Gait Switching Method for Humanoid Robots Integrating Vision-Language Models and Proximal Policy Optimization

Humanoid robots, with their anthropomorphic structure, offer significant advantages in adapting to diverse terrains and operating existing human-made tools, combining flexibility and versatility. In various human production and living scenarios, these robots can reduce the need for physical environment modifications, thereby lowering the cost of large-scale deployment. Gait switching is a core technology for humanoid robots to overcome the dynamic adaptation challenges in complex, continuous terrains. Existing methods primarily rely on proprioception and lack the ability to actively understand external environmental features, making autonomous and smooth gait transitions difficult. This paper explores a gait switching method that integrates the semantic mapping capabilities of vision-language models (VLMs) with the adaptive learning characteristics of the proximal policy optimization (PPO) algorithm. We first generate human-like gait sequences through motion retargeting, then train gait primitives using a reward-shaped PPO algorithm to build a multi-terrain gait library. A gait scheduler based on a VLM dynamically matches suitable gait primitives, and Lagrange interpolation is employed to constrain joint trajectories for adaptive gait transitions. Experiments in typical scenarios validate the effectiveness of the proposed method.

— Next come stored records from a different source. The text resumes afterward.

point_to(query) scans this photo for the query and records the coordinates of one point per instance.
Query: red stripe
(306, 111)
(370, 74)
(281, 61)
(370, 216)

The construction of a gait library is fundamental for enabling humanoid robots to perform seamless locomotion across multiple terrains. We begin by retargeting source gait sequences to generate human-like motion trajectories, which serve as reference gaits. A reward-shaped PPO algorithm is then used to train gait primitives, building a comprehensive gait library that adapts to flat ground, stairs, slopes, and narrow passages, thereby expanding the multi-terrain mobility of humanoid robots.

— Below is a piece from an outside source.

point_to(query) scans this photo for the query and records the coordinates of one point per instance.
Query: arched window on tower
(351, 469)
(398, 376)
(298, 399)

Motion retargeting maps source gait sequences to the joint space of humanoid robots to produce motion trajectories. Due to differences in joint distribution and range limits between source and target robots, and the presence of noise and redundant segments, gait sequences must be preprocessed to ensure rationality. We employ time-window cropping and outlier removal methods to eliminate invalid start and end frames and correct abrupt changes. First, the start and end frames of actions are manually annotated to remove stationary frames, ensuring the sequence contains a complete motion process. Second, the $3\sigma$ rule is applied to correct outliers in joint position sequences $\theta_i(t)$. The arithmetic mean $\mu_\theta$ and standard deviation $\sigma_\theta$ are calculated as follows:

$$ \mu_\theta = \frac{1}{T} \sum_{i=1}^{T} \theta_i(t) $$

$$ \sigma_\theta = \sqrt{\frac{1}{T} \sum_{i=1}^{T} (\theta_i(t) – \mu_\theta)^2} $$

Here, $T$ is the total number of frames. If a frame’s angle $\theta_i(t)$ satisfies $|\theta_i(t) – \mu_\theta| > 3\sigma_\theta$, it is marked as an outlier and replaced with the average of adjacent frames. The processed human-like gait sequences are then used for motion retargeting.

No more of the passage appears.